Der zweite Dienstag im Monat hat wieder zugeschlagen: Microsoft hat gestern Abend seinen August-Patchday ausgerollt — und der hat es in sich. Je nach Zählung sind es 394 bis 421 Schwachstellen, die auf einen Schlag geschlossen werden. BleepingComputer spricht von rund 400 Lücken, darunter drei Zero-Days. Nach dem Rekord-Juli mit 570 Fixes bleibt der Takt also brutal hoch.
GEFAHR! Dieser Zero-Day wird SCHON JETZT ausgenutzt
Die wichtigste Lücke des Monats heißt CVE-2026-68820 und steckt im Windows-Treiber afd.sys (Ancillary Function Driver for WinSock). Es handelt sich um einen Use-after-Free-Fehler, mit dem sich Angreifer von einem normalen Benutzerkonto auf SYSTEM-Rechte hochhangeln — die höchste Stufe, die Windows zu vergeben hat.
Und das ist keine Theorie: Die Sicherheitsforscher von Check Point berichten, dass die nordkoreanische Hackergruppe Lazarus die Lücke bereits als Zero-Day in echten Angriffen eingesetzt hat. Der Köder: gefälschte Job-Angebote. Wer darauf hereinfiel, bekam eine neue Version des Kernel-Rootkits FudModule untergeschoben — tief im System verankert und für Virenscanner kaum sichtbar.
Zwei weitere Zero-Days waren schon öffentlich bekannt
Dazu kommen zwei Lücken, deren Details bereits vor dem Patch kursierten: CVE-2026-62832 betrifft den Windows User Profile Service und verschafft lokalen Angreifern Administrator-Rechte — die Details decken sich mit der im Juli veröffentlichten Schwachstelle „LegacyHive“. CVE-2026-72971 steckt im Container-Treiber unionfs.sys und erlaubt Manipulationen am Dateisystem.
Das steckt sonst noch im Paket
Neben den Zero-Days verteilt Microsoft Fixes quer durch das gesamte Portfolio: Exchange Server bekommt gleich mehrere Patches (darunter eine als kritisch eingestufte Rechteausweitung), dazu kommen Lücken in Hyper-V, HTTP.sys, NTFS, dem Desktop Window Manager sowie in GitHub Copilot und Visual Studio Code. Über 60 Lücken tragen die Einstufung „kritisch“.

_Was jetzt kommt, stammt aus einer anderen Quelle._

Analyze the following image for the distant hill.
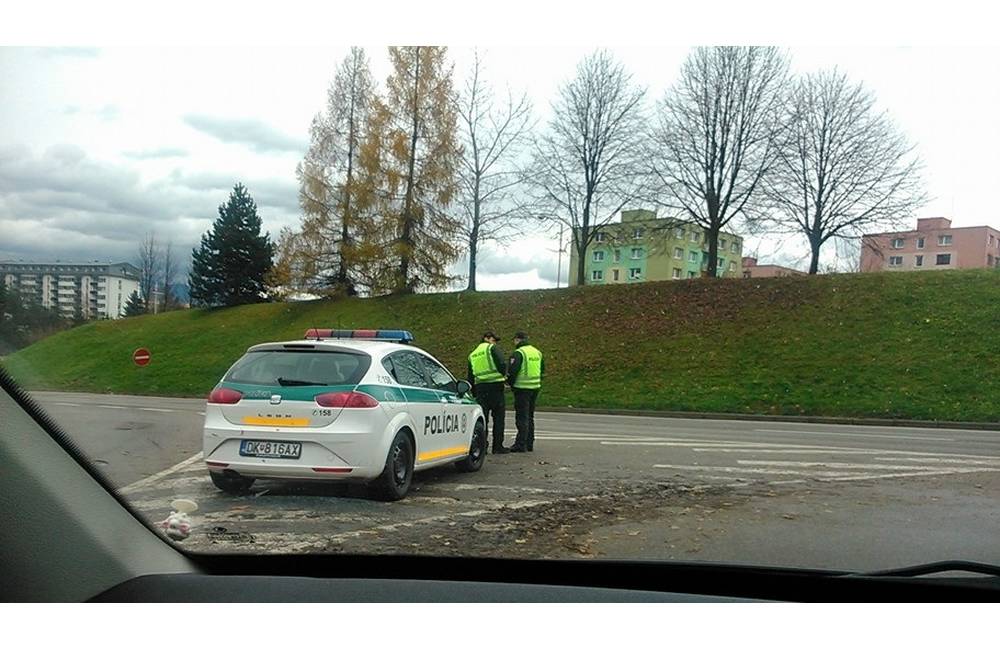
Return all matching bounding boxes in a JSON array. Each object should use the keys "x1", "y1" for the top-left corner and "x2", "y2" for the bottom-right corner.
[{"x1": 4, "y1": 270, "x2": 1000, "y2": 422}]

Wenn du einen Exchange-Server oder Hyper-V-Hosts betreibst, gehören die August-Updates ganz nach oben auf deine Liste — gerade Rechteausweitungen sind das Lieblingswerkzeug von Ransomware-Gruppen, sobald sie einen ersten Fuß in der Tür haben.
So patchst du RICHTIG — in 5 Minuten
Für deinen Windows-PC reicht der Klassiker: Einstellungen → Windows Update → Nach Updates suchen, installieren, neu starten. Der Neustart ist Pflicht — viele der Kernel-Fixes greifen erst danach. In Firmenumgebungen mit WSUS oder Intune solltest du die August-Rollups wegen des aktiv ausgenutzten Zero-Days nicht in der üblichen Testschleife versauern lassen, sondern priorisiert freigeben.

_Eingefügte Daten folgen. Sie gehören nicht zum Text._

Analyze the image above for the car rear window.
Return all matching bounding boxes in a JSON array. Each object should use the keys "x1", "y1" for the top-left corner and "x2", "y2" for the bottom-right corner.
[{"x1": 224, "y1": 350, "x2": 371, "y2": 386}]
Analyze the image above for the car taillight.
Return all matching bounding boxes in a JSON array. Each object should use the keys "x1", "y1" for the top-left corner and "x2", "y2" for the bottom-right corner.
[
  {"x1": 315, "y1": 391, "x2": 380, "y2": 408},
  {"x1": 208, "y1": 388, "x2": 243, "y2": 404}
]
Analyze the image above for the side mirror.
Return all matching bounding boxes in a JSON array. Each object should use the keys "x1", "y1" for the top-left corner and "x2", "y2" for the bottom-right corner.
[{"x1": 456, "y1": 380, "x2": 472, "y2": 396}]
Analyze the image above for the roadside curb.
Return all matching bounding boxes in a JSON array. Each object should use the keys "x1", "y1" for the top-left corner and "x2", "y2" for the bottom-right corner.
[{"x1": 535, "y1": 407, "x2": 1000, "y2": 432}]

Wie schon beim Juli-Patchday mit seinen 622 Lücken gilt: Die schiere Masse ist auch eine Folge von KI-gestützter Bug-Suche — Microsofts eigene KI-Systeme finden inzwischen mehr Fehler, als manchem lieb ist. Für dich heißt das: Patchen wird vom Monatsritual zur Daueraufgabe.
FAZIT: Nicht warten — Lazarus wartet auch nicht
Ein aktiv ausgenutzter Kernel-Zero-Day plus öffentlich bekannte Exploit-Details für zwei weitere Lücken: Das ist die Sorte Patchday, bei der du nicht bis zum Wochenende warten solltest. Fünf Minuten Update jetzt ersparen dir im Zweifel eine sehr lange Woche.